The concept of nude dancing as speech stems from the idea that the constitutional protection for speech covers nonverbal communication -- like music -- and conduct -- like flag-burning -- that also embodies elements of expression.

The appeals court decision featured a division between two of the court's best-known and most conservative members about how that principle applied in this case.

In an opinion concurring in the conclusion that dance is "inherently expressive," Judge Richard A. Posner disputed the concept that the Constitution protects only expression that conveys a particular idea. Such a rule, he said, would allow government to ban Titian nudes along with striptease artists. While there is a clear difference in aesthetic quality between the two, Posner said, that does not justify suppression of the non-obscene.

"If the striptease dancing at the Kitty Kat Lounge is not expression, Mozart's piano concertos and Balanchine's most famous ballets are not expression," he said. "If the only expression that the First Amendment protects is the expression of ideas and opinions, then most music and visual art and much of literature are unprotected. This would be a shocking contraction of the First Amendment as it has come to be understood."
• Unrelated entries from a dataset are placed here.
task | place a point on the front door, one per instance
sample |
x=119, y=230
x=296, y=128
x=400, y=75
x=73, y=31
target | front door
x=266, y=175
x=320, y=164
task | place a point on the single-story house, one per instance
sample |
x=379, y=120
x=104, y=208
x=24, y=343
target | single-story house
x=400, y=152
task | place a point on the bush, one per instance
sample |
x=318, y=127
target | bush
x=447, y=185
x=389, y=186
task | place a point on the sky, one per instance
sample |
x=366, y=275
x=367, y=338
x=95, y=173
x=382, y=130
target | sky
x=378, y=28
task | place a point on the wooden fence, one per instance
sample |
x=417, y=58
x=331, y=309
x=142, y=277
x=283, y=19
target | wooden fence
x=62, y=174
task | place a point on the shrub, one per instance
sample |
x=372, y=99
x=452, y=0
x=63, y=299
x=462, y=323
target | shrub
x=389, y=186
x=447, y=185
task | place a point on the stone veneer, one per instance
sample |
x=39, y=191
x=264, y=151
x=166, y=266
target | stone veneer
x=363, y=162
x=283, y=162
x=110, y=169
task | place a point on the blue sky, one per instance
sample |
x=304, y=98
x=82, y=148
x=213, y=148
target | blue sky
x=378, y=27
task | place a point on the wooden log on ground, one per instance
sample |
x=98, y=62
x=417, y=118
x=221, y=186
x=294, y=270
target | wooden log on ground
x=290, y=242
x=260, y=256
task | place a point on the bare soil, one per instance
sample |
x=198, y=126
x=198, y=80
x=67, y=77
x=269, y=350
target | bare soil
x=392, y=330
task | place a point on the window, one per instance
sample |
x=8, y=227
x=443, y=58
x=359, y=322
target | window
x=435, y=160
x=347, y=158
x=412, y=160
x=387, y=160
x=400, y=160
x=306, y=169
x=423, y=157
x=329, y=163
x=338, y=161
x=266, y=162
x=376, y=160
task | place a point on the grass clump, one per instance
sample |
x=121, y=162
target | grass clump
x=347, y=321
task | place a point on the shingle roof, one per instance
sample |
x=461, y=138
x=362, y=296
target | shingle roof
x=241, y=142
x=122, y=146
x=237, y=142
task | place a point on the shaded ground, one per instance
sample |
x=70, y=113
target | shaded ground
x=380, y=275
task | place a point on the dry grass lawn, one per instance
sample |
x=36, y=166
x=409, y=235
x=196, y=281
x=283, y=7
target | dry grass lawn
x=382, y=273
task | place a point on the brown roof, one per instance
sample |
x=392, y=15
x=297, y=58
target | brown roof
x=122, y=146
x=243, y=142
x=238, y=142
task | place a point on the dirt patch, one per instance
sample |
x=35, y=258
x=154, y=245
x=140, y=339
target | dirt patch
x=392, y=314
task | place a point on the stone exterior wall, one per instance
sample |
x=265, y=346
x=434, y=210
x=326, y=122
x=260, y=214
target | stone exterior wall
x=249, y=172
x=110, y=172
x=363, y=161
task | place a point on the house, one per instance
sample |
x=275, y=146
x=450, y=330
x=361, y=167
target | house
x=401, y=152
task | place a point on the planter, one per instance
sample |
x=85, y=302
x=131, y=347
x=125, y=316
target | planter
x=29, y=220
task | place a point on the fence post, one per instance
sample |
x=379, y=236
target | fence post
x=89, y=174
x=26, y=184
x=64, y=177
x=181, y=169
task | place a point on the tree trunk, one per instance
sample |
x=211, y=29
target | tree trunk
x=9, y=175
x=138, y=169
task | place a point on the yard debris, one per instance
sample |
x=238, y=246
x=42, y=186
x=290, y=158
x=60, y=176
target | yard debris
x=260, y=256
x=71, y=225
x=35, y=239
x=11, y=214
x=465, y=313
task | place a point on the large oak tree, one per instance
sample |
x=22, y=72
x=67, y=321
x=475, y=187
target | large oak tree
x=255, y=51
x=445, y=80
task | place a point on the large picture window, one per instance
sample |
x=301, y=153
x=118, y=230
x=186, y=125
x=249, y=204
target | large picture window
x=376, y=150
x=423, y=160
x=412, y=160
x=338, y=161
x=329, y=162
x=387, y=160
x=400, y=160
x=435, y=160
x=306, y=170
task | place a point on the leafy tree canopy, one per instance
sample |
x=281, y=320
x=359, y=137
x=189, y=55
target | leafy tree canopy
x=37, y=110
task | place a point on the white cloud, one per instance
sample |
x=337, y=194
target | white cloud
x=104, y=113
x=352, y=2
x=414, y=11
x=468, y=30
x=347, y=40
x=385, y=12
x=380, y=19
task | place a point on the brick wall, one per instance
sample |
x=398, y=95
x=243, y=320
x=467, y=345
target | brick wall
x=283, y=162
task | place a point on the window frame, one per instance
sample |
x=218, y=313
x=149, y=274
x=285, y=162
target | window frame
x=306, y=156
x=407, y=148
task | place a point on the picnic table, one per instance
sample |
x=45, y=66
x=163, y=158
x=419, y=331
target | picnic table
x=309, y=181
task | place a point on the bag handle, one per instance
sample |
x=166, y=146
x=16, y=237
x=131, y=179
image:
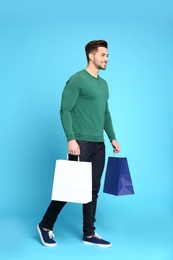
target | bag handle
x=78, y=158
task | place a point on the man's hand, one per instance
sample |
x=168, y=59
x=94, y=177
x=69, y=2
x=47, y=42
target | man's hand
x=116, y=146
x=73, y=147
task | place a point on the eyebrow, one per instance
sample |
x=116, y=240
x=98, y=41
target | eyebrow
x=107, y=54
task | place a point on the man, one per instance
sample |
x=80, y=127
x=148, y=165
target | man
x=85, y=115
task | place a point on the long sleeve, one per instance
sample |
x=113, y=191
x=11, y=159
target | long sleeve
x=108, y=126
In argument at the appeals court, Posner added, the state's lawyer "reassured us that the nude paintings that hang in museums are safe, although he would acknowledge only a limited acquaintance with such museums. Recent events in a state bordering on Indiana make one wonder how safe even museums will be if the spirit of censorship is allowed to flourish," he said in an apparent reference to the unsuccessful prosecution of a Cincinnati art gallery for displaying explicit photographs by Robert Mapplethorpe.

In a dissenting opinion, Judge Frank H. Easterbrook dismissed the notion that dancing is "speech," noting that one of the Kitty Kat dancers, Darlene Miller, had said her aim was "to try to get customers to like her so that they will buy more drinks later."

The majority opinion, he said, reflects the "belief that states may draw no lines where art is concerned," he said. "Sophisticates go to the museum and see Renoir's 'Olympia' or to the opera and see a soprano strip during the Dance of the Seven Veils in Strauss's 'Salome.' If the First Amendment protects these expressions, the argument goes, Joe Sixpack is entitled to see naked women gyrate in the pub.

"Why does this follow? . . . Rembrandt applied paint to canvas; a bucket of paint hurled at a canvas also deposits paint. A conclusion that Rembrandt's paintings are speech would not imply that all paint is expressive."

To recognize that the line between barroom dancing and ballet may be "indistinct," he said, "is not to say that no state may recognize the difference. . . . Barroom displays are to ballet as white noise is to music."

In an interview, Indiana attorney Uhl said the law could constitutionally prohibit nude ballet as well. "It depends on whether the nudity in that production is essential to the art," he said. "It may very well be that the nudity is gratuitous. . . . 'Salome' or 'Hair' or 'Oh! Calcutta' can come to South Bend. They just have to keep their nipples and their genitals covered."